Die Gründung des Dachverbandes "Diakonie in Niedersachsen" soll in diesem Sommer besiegelt werden. Ihm werden die Diakonischen Werke der evangelisch-lutherischen Landeskirchen Hannover, Braunschweig, Oldenburg und Schaumburg-Lippe sowie der Evangelisch-reformierten Kirche angehören.
 
Im Wettbewerb um die niedrigsten Kosten kämpften zum Beispiel Einrichtungen der Altenhilfe und die Sozialstationen ums Überleben, sagte Kollmar. Er sprach von einer politisch geduldeten oder gewollten Unterfinanzierung durch die Kostenträger.
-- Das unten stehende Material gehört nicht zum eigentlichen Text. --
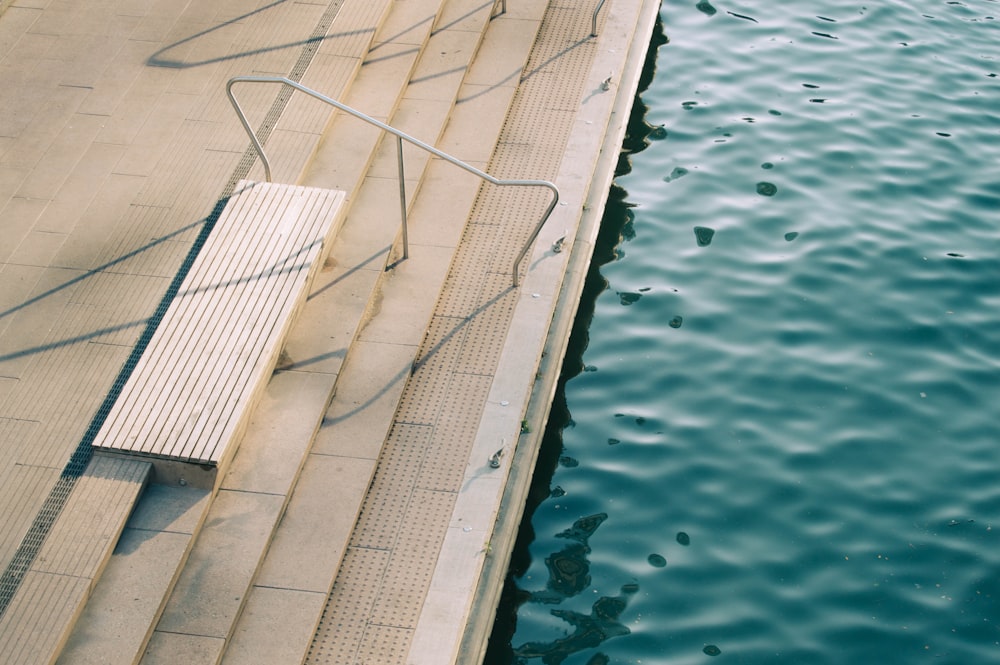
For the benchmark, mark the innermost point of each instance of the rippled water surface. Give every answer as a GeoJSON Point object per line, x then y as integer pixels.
{"type": "Point", "coordinates": [780, 438]}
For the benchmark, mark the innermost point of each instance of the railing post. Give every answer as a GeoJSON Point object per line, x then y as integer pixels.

Die langfristige Perspektive sei der Zusammenschluss zu einem gemeinsamen Diakonischen Werk in Niedersachsen.
 
Der Vorsitzende des Synodenausschusses für Ökumene, Mission und Diakonie, Domprediger Joachim Hempel, begrüßte die Entwicklung und kündigte eine dafür notwendige Änderung des Diakonie-Gesetzes an. Eine gemeindenahe Diakonie trage zur Profilierung der Kirche bei, und zwar auch unter den Menschen, die nur eine lose oder gar keine Bindung an die Kirche hätten.
 
Der Ausschuss konnte sich in der Landessynode allerdings nicht vollständig mit seiner Beschlussempfehlung durchsetzen. Darin hieß es, dass der Dachverband "ein notwendiger Schritt" auf dem Weg zu einem Diakonischen Werk in Niedersachsen sei. Auf Antrag des Braunschweiger Propstes Thomas Hofer wurde dieser Satz gestrichen.
 
Zur Evangelisch-lutherischen Landeskirche in Braunschweig gehören
406 Gemeinden mit rund 400.000 Mitgliedern und 320 Pfarrern im Südosten Niedersachsens. Das Kirchenparlament tagt noch bis zum Sonnabend in Goslar.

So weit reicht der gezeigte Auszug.